Sadly, it has taken a real ear bending to get some of these players to actually do as they are told.

Such an indictment isn’t more rope to hang the manager, it just goes to show that the environment Alex McLeish has had to deal with is far from a placid lake, and more like the occasional choppy sea.

I’ll add now, before it is even suggested that I am even implying such a thing, that I don’t mean in any sense that McLeish has lost, will lose, or has ever lost, the dressing room. What I am saying here is that there are players who have had to be given the proverbial kick up the backside to get them playing as players. The very fact any manager, McLeish or A N Other, has had to do this is hardly inspiring.

If you can’t enact tactics that are drilled into you by a guy who treats you kindly and, arguably, with more respect than you actually deserve, then you’d better be prepared for a bit of a change of tactics. That is hardly a big ask in order to earn the tens of thousands of pounds you have going into your bank every week. For McLeish, the advice to players is simple – sort yourselves out or see yourselves shipped out.

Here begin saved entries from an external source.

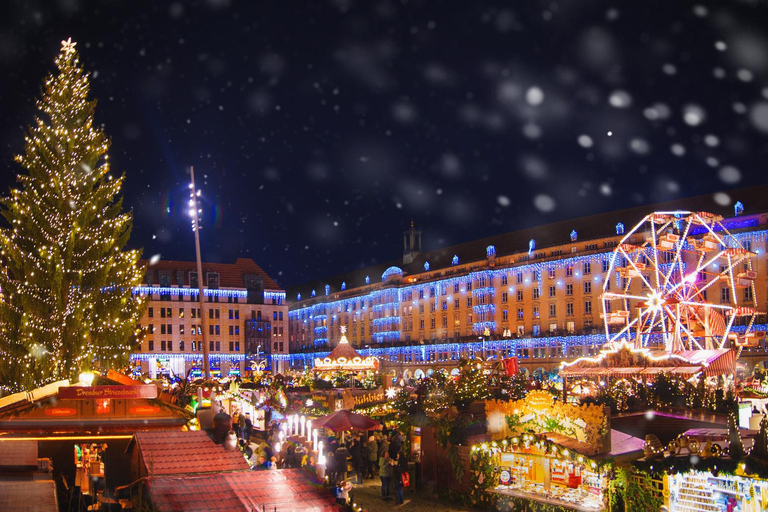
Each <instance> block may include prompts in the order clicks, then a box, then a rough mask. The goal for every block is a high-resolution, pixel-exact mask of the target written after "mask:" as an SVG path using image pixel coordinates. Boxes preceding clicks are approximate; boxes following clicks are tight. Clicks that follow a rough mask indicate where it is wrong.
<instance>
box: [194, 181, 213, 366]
mask: <svg viewBox="0 0 768 512" xmlns="http://www.w3.org/2000/svg"><path fill="white" fill-rule="evenodd" d="M189 174H190V178H191V182H190V184H189V189H190V194H189V210H188V211H189V216H190V217H192V231H193V232H194V233H195V256H196V257H197V288H198V298H199V299H200V326H201V328H202V331H203V332H202V336H203V377H204V378H205V380H208V379H210V378H211V362H210V360H209V357H208V356H209V353H208V352H209V351H208V329H207V327H208V326H207V325H206V324H207V322H206V321H205V299H204V297H203V263H202V260H201V259H200V228H201V226H200V214H201V213H202V210H201V209H200V208H199V205H198V203H197V198H198V197H200V191H199V190H197V189H195V168H194V167H192V166H190V167H189Z"/></svg>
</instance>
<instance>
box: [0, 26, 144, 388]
mask: <svg viewBox="0 0 768 512" xmlns="http://www.w3.org/2000/svg"><path fill="white" fill-rule="evenodd" d="M75 45H76V43H74V42H72V40H71V39H68V40H66V41H62V46H61V52H60V53H59V55H58V56H57V57H56V60H55V63H56V67H57V69H58V73H57V74H56V75H49V76H48V77H47V78H46V79H45V83H44V87H43V94H42V97H41V98H40V99H39V100H38V102H37V109H38V111H39V113H38V116H37V117H36V118H35V121H34V123H33V125H32V126H31V127H30V129H29V133H28V135H27V136H26V137H25V138H24V153H23V154H21V155H18V156H17V157H16V162H17V163H18V164H19V165H21V167H22V168H23V169H24V170H25V171H26V173H22V174H20V175H19V176H18V178H17V179H18V183H19V187H18V188H16V189H12V190H11V191H10V195H9V197H7V198H5V199H4V200H2V205H3V215H4V216H5V217H6V218H7V219H8V222H9V224H10V227H9V228H6V229H3V230H1V231H0V257H1V258H2V262H3V264H4V266H5V271H3V272H0V287H1V289H2V298H1V299H0V318H2V321H0V377H1V378H0V380H2V381H3V382H6V383H10V385H8V386H6V388H11V389H22V388H29V387H37V386H41V385H44V384H45V383H47V382H50V381H55V380H62V379H65V378H71V379H72V380H74V379H75V377H76V376H77V375H78V374H79V373H80V372H81V371H84V370H88V369H90V368H91V367H92V366H105V367H114V366H116V365H120V364H124V363H125V362H127V354H128V353H130V352H131V351H132V350H133V348H134V344H135V342H136V341H137V339H138V338H139V336H140V331H139V328H138V322H139V320H140V318H141V314H142V312H143V307H144V302H145V300H144V298H143V297H140V296H133V295H132V294H131V290H132V289H133V288H134V287H136V286H138V285H139V284H141V279H142V276H143V274H144V268H143V266H142V265H140V264H139V257H140V255H141V254H140V251H135V250H128V251H123V250H122V249H123V247H124V246H125V244H126V243H127V241H128V237H129V236H130V230H131V226H132V215H131V213H130V212H121V210H122V202H121V199H120V196H119V194H120V190H121V188H122V184H123V179H124V176H120V177H119V178H117V179H114V178H113V177H112V176H111V175H110V174H109V173H110V164H109V156H108V155H107V150H108V149H109V145H110V142H109V139H108V138H107V137H106V135H105V134H104V131H103V129H101V128H100V127H96V126H94V120H93V114H94V109H95V106H96V102H95V101H93V100H90V99H89V98H88V95H89V92H90V84H89V77H88V75H87V74H86V73H85V71H84V70H83V67H82V65H81V64H80V61H79V56H78V52H77V50H76V48H75Z"/></svg>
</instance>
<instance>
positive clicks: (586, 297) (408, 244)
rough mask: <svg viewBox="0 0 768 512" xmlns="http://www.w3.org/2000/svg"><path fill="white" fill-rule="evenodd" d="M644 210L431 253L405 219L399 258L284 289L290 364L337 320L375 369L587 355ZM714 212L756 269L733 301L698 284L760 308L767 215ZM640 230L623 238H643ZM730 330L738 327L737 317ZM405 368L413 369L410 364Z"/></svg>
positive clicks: (314, 352)
mask: <svg viewBox="0 0 768 512" xmlns="http://www.w3.org/2000/svg"><path fill="white" fill-rule="evenodd" d="M758 190H763V191H765V188H764V187H762V188H759V189H758ZM754 195H755V196H759V198H758V199H755V200H754V202H753V203H752V204H754V205H755V206H756V207H757V206H760V209H759V210H753V211H756V212H766V211H768V204H767V203H768V199H766V197H765V194H763V195H762V196H760V194H758V193H757V192H754ZM706 199H707V201H706V204H703V205H702V204H697V203H696V201H695V200H691V201H689V202H688V204H686V202H680V203H676V204H674V205H672V206H674V207H675V209H680V208H688V209H690V210H691V211H702V210H704V209H705V207H706V208H708V209H709V210H715V209H716V208H713V206H712V205H713V202H712V200H711V197H708V198H706ZM699 200H700V202H701V198H699ZM661 206H662V207H666V209H667V210H669V209H672V208H670V205H661ZM697 207H698V208H697ZM652 208H653V209H651V208H649V207H644V208H635V209H631V210H624V211H620V212H615V213H611V214H602V215H598V216H595V217H588V218H583V219H576V220H574V221H564V222H558V223H556V224H551V225H547V226H542V227H539V228H533V229H526V230H521V231H517V232H512V233H508V234H504V235H499V236H495V237H489V238H486V239H482V240H478V241H473V242H468V243H465V244H461V245H458V246H453V247H448V248H445V249H440V250H437V251H431V252H420V245H421V243H420V242H421V240H420V237H421V232H419V231H417V230H415V229H414V228H413V227H411V229H409V230H408V231H406V232H405V233H404V258H403V262H400V261H398V262H395V263H390V264H387V265H381V266H378V267H370V268H367V269H362V270H360V271H356V272H354V273H350V274H345V275H342V276H339V277H336V278H333V279H329V280H328V281H327V282H325V283H324V282H318V283H314V284H311V285H309V286H307V287H302V288H300V289H297V290H291V291H290V293H289V299H291V300H294V299H295V302H291V303H290V313H289V319H290V342H291V343H290V345H291V355H290V356H289V360H290V364H291V366H292V367H295V368H300V367H303V366H305V365H306V366H311V365H312V360H313V358H314V357H324V355H326V354H327V353H328V352H329V351H330V349H332V348H333V344H334V342H335V341H337V340H339V339H340V337H341V333H340V327H341V326H347V338H348V339H349V341H350V343H352V345H353V346H355V347H356V348H358V350H359V351H360V353H361V354H362V355H364V356H369V355H373V356H377V357H379V358H380V360H381V361H382V362H383V365H384V367H387V366H389V367H393V366H397V367H399V368H400V369H401V370H402V369H403V368H407V367H411V368H416V367H419V368H420V371H421V372H422V373H424V372H426V371H427V369H428V368H429V367H430V366H431V365H434V364H437V365H443V366H450V365H451V364H454V365H455V363H456V362H457V361H458V359H459V358H460V357H473V356H476V355H485V356H490V355H496V356H498V357H506V356H517V357H518V358H521V360H523V363H524V364H526V363H530V365H531V368H530V370H531V371H532V370H533V369H534V368H536V367H543V368H544V369H552V368H555V367H556V366H557V363H558V362H559V361H560V360H562V359H569V358H574V357H578V356H582V355H589V354H596V353H597V352H598V351H599V349H600V348H601V347H602V345H603V344H604V343H605V341H606V335H605V327H604V323H603V318H602V316H601V315H602V314H603V313H604V312H603V302H602V301H601V296H602V293H603V286H604V280H605V278H606V276H607V275H608V274H609V271H610V269H611V267H610V266H611V258H612V255H613V251H614V248H615V247H616V245H617V244H618V243H619V242H620V241H621V240H622V238H623V237H624V235H625V231H626V233H630V231H631V230H632V228H633V227H634V226H635V224H637V223H638V222H639V221H640V220H641V219H642V218H643V217H644V216H645V215H646V214H648V213H650V212H651V211H654V210H657V209H662V208H657V207H652ZM720 210H721V211H722V212H723V213H725V214H726V217H727V218H725V219H724V220H723V225H724V226H725V228H726V229H727V230H728V231H729V232H730V233H731V234H732V235H733V236H734V237H735V239H736V240H738V241H739V243H740V244H741V245H742V246H744V247H745V248H747V249H748V250H750V251H751V252H752V253H754V255H753V257H752V258H751V260H752V266H753V269H754V272H756V274H757V276H756V278H755V279H754V280H753V281H754V286H752V285H751V283H750V286H749V287H744V288H739V289H737V290H735V292H736V294H738V296H734V297H731V294H732V293H733V291H732V290H730V289H727V287H726V286H725V285H719V284H715V285H714V286H711V287H710V288H709V289H708V290H707V292H706V293H707V294H709V295H710V296H709V298H708V300H709V301H721V300H722V301H726V302H727V301H731V300H732V299H735V303H736V305H740V304H742V303H747V302H748V301H751V299H752V294H755V295H756V299H757V304H758V308H759V309H760V310H762V311H765V310H766V309H768V299H767V295H766V270H767V269H766V265H767V261H768V260H767V259H766V250H768V245H767V242H766V240H767V239H768V213H748V214H745V213H744V210H743V206H741V203H738V204H737V206H736V209H735V210H734V209H733V207H731V209H730V212H727V211H724V210H723V209H722V208H720ZM640 236H642V235H639V236H638V239H637V240H632V241H630V243H633V242H634V243H638V244H641V243H642V242H643V241H644V240H641V239H640V238H639V237H640ZM713 273H716V272H714V271H713ZM703 279H705V280H706V276H703ZM635 281H636V282H633V283H632V284H631V287H632V289H633V290H634V291H635V292H636V293H638V294H643V295H644V293H643V290H642V289H641V288H642V286H641V285H642V283H640V282H639V280H635ZM612 284H613V286H622V283H621V282H619V283H612ZM635 287H637V288H636V290H635ZM724 290H725V291H724ZM609 313H610V312H609ZM765 323H766V319H765V315H759V316H758V317H757V320H756V323H755V325H754V327H753V328H756V329H760V330H762V331H764V330H765V325H764V324H765ZM733 330H734V331H736V332H738V330H739V325H738V322H736V323H735V324H734V328H733ZM758 332H759V331H758ZM764 337H765V334H764V333H763V334H762V336H761V339H760V340H759V342H760V346H761V347H764V344H765V340H764ZM329 340H330V344H329ZM544 363H548V364H544ZM405 375H406V376H408V373H405ZM410 376H418V374H414V371H411V372H410Z"/></svg>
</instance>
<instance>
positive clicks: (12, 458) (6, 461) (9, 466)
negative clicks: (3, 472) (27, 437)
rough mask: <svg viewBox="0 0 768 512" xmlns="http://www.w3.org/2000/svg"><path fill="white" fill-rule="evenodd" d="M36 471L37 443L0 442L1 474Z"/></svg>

On the face of such a brutally honest statement, I find it unlikely to believe that any fan would do anything other than commend a manager for taking such a step. Villa players should, in all reality, have professionalism and a desire to play football as basic tenets of being a professional footballer at a professional football club.

The recent upturn in fortunes may be attributed to many things. The fact is that part of the reason for the change is that the players now know who is boss. Long may that continue.

Managers get things right and wrong. Nobody is infallible but, for Villa, having players doing what they are told is a small step in the right direction. Maybe January will provide the resources and time to ensure that Villa can continue to move forwards. They already have since last year, even if it doesn’t seem that way.